1

How do I return in Assembler a 64bit value ? I tried this:

C-program:

#include <stdio.h>

double result=0;
double a = 10;
extern double func(double a);

 int main() {       
    result = func(a);
    printf("result: %f\n", result);     
    return 0;
   }

Assembly:

      section .bss
      x: resq 1

      section .text 

      global func

      func:

      movq qword[x],xmm0
      fld qword [x]
      fld qword [x]
      fadd
      movq xmm0,qword[x]

      ret

It should return 20.0 but instead it is always 10.0 What did I wrong?

falcon
  • 21
  • 1
  • 2
  • 3
    You never store the result. And btw, it would probably be simpler to use SSE instead of x87. – ElderBug Jun 09 '16 at 15:50
  • Elderbug is correct. `fadd` added st(0) and st(1) storing the value in `st(0)`. You don't update the value in [x] with the value at the top of the stack. You also don't pop the extra values off the FPU stack before returning (This will cause a problem overflowing the FPU stack if you call this function 5 times). As Elder points out you could use SSE instead of FPU unless the assignment given demanded you to do it this way. – Michael Petch Jun 09 '16 at 17:52
  • The code could also be simplified, but I am curious are you compiling for 32-bit or 64-bit code? I'm assuming from the result you got, your executable is intended to be 64-bit. – Michael Petch Jun 09 '16 at 17:55
  • With 64-bit code you can use the redzone on the stack for temporarily storing the value you intend to load onto the FPU stack. Code like this may work: `section .text global func func: movq [rsp-8],xmm0 fld qword [rsp-8] fadd qword [rsp-8] fstp qword [rsp-8] movq xmm0,[rsp-8] ret` . I use `fadd` with a 64bit memory operand with result in st(0), then use `fstp` to pop the value off FPU stack back into memory location and then copy that value to xmm0. `fstp` will pop the one and only value I loaded on the FPU stack in this example. – Michael Petch Jun 09 '16 at 18:14
  • 1
    If you could use SSE you can use the [ADDSD](http://www.felixcloutier.com/x86/ADDSD.html) instruction like this `section .text; global func; func: addsd xmm0, xmm0; ret` . That would add the scalar double in xmm0 to xmm0 storing the result in xmm0. – Michael Petch Jun 09 '16 at 18:27
  • The best thing you could do though is take your original code, and run it in a debugger like _GDB_ and watch what happens as you step through your function an instruction at a time. Using a debugger is a very good skill to adopt. – Michael Petch Jun 09 '16 at 18:33
  • The redzone exists on Linux, I may have incorrectly assumed your target platform. – Michael Petch Jun 09 '16 at 19:15
  • @MichaelPetch: I *think* Windows mangles C function names with an `_`, so this is probably Linux. falcon: See the [x86 tag wiki](http://stackoverflow.com/tags/x86/info) for links to calling conventions and other essential stuff. – Peter Cordes Jun 10 '16 at 02:10
  • 1
    @PeterCordes : Yes, my main point was an indirect way to suggest it always helps to tell us the target environment in a question. Not likely, but it would have been possible to avoid the underscore on GCC for Win32 by using the something like `-fno-leading-underscore` . I highly doubt he is, but anything is possible. – Michael Petch Jun 10 '16 at 02:15

2 Answers2

2

@Michael Petch noted that the whole function could be much more efficient with the following code:

addsd xmm0, xmm0   ; Add input parameter to itself
ret                ; Done!  (return values go in xmm0)

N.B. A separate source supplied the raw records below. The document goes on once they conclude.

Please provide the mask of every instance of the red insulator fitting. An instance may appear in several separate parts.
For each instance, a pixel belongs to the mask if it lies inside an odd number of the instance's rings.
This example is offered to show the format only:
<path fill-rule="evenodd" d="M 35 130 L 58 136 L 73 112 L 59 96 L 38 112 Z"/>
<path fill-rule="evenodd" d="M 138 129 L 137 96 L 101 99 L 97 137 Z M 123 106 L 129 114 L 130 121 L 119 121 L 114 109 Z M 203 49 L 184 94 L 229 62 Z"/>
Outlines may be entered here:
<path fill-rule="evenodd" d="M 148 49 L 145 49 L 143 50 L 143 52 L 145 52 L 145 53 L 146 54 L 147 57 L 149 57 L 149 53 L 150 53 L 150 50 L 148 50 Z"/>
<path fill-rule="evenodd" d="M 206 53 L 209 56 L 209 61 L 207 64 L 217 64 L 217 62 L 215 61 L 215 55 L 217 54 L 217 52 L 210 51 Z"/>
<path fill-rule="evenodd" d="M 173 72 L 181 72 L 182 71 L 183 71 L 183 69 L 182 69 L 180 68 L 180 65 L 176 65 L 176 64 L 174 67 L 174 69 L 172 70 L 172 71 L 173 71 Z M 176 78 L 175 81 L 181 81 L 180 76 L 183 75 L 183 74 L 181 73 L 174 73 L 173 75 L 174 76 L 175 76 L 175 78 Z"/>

x86-64 passes/returns double in XMM registers, not memory or the x87 stack. (Applies to both the x86-64 System V ABI/calling convention, and Windows x64. See links in the x86 tag wiki)


The code posted didn't have comments. Commenting it would have helped the OP, so...

;; Buggy original version with comments
movq qword[x],xmm0  ; Store current value in memory  [Why?]
fld qword [x]       ; Load current value from memory [Why??]
fld qword [x]       ; Load current value from memory again
fadd                ; Add top two stack items

movq xmm0,qword[x]  ; reload original value from memory, unmodified

@ElderBug noted that the OP forgot to store the result of the fadd into memory before doing the final movq, so this function simply returns its input, like
double foo(double x) { return x; } but leaving garbage on the x87 stack.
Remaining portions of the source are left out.